Core Concepts
The equational theory of the Weihrauch lattice with multiplication is studied combinatorially, revealing its complexity and completeness.
Abstract
This content delves into the equational theory of the Weihrauch lattice with multiplication. It provides insights into its structure, connections to other classes, and challenges in understanding its complete axiomatization. The study focuses on distributive lattices, strong Weihrauch reducibility, and combinatorial descriptions. Various operations like ⊔, ⊓, ×, ∗ are analyzed along with their interactions and properties.
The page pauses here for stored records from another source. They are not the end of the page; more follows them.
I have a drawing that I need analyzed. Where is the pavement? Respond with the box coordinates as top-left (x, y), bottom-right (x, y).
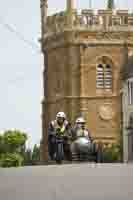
top-left (0, 163), bottom-right (133, 200)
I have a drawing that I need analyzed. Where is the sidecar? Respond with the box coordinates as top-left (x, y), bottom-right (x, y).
top-left (71, 137), bottom-right (102, 162)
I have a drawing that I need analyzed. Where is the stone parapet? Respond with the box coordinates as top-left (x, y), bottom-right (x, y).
top-left (45, 9), bottom-right (133, 33)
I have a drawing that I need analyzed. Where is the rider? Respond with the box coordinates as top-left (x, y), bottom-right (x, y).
top-left (71, 117), bottom-right (92, 153)
top-left (73, 117), bottom-right (92, 141)
top-left (48, 112), bottom-right (71, 160)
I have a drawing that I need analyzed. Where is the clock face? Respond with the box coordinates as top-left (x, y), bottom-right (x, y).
top-left (99, 104), bottom-right (114, 120)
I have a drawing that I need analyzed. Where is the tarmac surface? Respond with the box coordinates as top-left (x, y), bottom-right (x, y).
top-left (0, 163), bottom-right (133, 200)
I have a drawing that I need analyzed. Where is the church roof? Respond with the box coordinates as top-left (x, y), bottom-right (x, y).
top-left (122, 55), bottom-right (133, 79)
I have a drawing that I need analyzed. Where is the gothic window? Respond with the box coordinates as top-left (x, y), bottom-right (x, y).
top-left (104, 65), bottom-right (112, 89)
top-left (96, 63), bottom-right (112, 89)
top-left (96, 64), bottom-right (104, 89)
top-left (128, 81), bottom-right (133, 105)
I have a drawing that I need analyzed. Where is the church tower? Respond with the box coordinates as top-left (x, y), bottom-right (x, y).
top-left (41, 0), bottom-right (133, 161)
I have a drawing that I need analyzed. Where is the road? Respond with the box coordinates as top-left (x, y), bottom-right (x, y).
top-left (0, 164), bottom-right (133, 200)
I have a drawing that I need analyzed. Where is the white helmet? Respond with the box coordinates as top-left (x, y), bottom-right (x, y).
top-left (56, 112), bottom-right (66, 119)
top-left (76, 117), bottom-right (86, 124)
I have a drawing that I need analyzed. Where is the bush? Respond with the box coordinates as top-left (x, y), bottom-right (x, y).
top-left (0, 153), bottom-right (23, 167)
top-left (103, 144), bottom-right (121, 163)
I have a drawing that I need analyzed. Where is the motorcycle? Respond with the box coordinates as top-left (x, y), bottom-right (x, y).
top-left (71, 136), bottom-right (100, 162)
top-left (55, 129), bottom-right (66, 164)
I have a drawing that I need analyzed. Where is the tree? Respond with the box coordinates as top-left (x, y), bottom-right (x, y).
top-left (107, 0), bottom-right (115, 10)
top-left (24, 149), bottom-right (32, 166)
top-left (32, 144), bottom-right (40, 165)
top-left (0, 153), bottom-right (23, 167)
top-left (0, 130), bottom-right (27, 167)
top-left (3, 130), bottom-right (27, 153)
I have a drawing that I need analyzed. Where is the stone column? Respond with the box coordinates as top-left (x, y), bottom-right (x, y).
top-left (40, 0), bottom-right (48, 35)
top-left (66, 0), bottom-right (74, 27)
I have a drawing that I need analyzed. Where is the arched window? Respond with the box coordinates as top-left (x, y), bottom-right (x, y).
top-left (96, 64), bottom-right (104, 89)
top-left (96, 57), bottom-right (112, 90)
top-left (104, 64), bottom-right (112, 89)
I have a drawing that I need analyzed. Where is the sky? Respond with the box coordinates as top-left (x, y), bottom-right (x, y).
top-left (0, 0), bottom-right (133, 146)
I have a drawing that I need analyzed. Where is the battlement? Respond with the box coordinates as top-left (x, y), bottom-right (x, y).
top-left (45, 9), bottom-right (133, 33)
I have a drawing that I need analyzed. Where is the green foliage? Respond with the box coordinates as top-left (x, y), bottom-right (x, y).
top-left (0, 130), bottom-right (27, 167)
top-left (0, 153), bottom-right (23, 167)
top-left (103, 144), bottom-right (121, 162)
top-left (32, 144), bottom-right (40, 165)
top-left (23, 149), bottom-right (32, 166)
top-left (3, 130), bottom-right (27, 151)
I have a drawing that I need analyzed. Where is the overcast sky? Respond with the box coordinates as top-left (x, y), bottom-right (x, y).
top-left (0, 0), bottom-right (133, 145)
The content also discusses related work in proof theory and explores the complexity of determining validity in this context.
Stats
Deciding which equations are true is complete for the third level of the polynomial hierarchy.
A key result is that 1 is definable in just (W, ≤W).
The equational theory of (Ws, ⊓, ×) and (W, ⊓, ×) coincide.
There is no complete axiomatization for inequality over (W, ⊓, ×).
The problem "is the inequality t ≤• u valid?" in the structure (W•, ⊓, ×) is Σp2-complete.
The problem "is the inequality t ≤• u valid?" in the structure (W•, ⊓, ×) is Σp2-complete.
The problem "is the inequality t ≤• u valid?" in the structure (W•, ⊓, ×) is Πp3-complete.
Quotes
"An easy induction over t shows that we can derive t ≤• t[1/x] × x."
"We start by investigating the equational theory of (W⋅⊓⋅×)."
"Our contributions focus on determining universal validity of equations."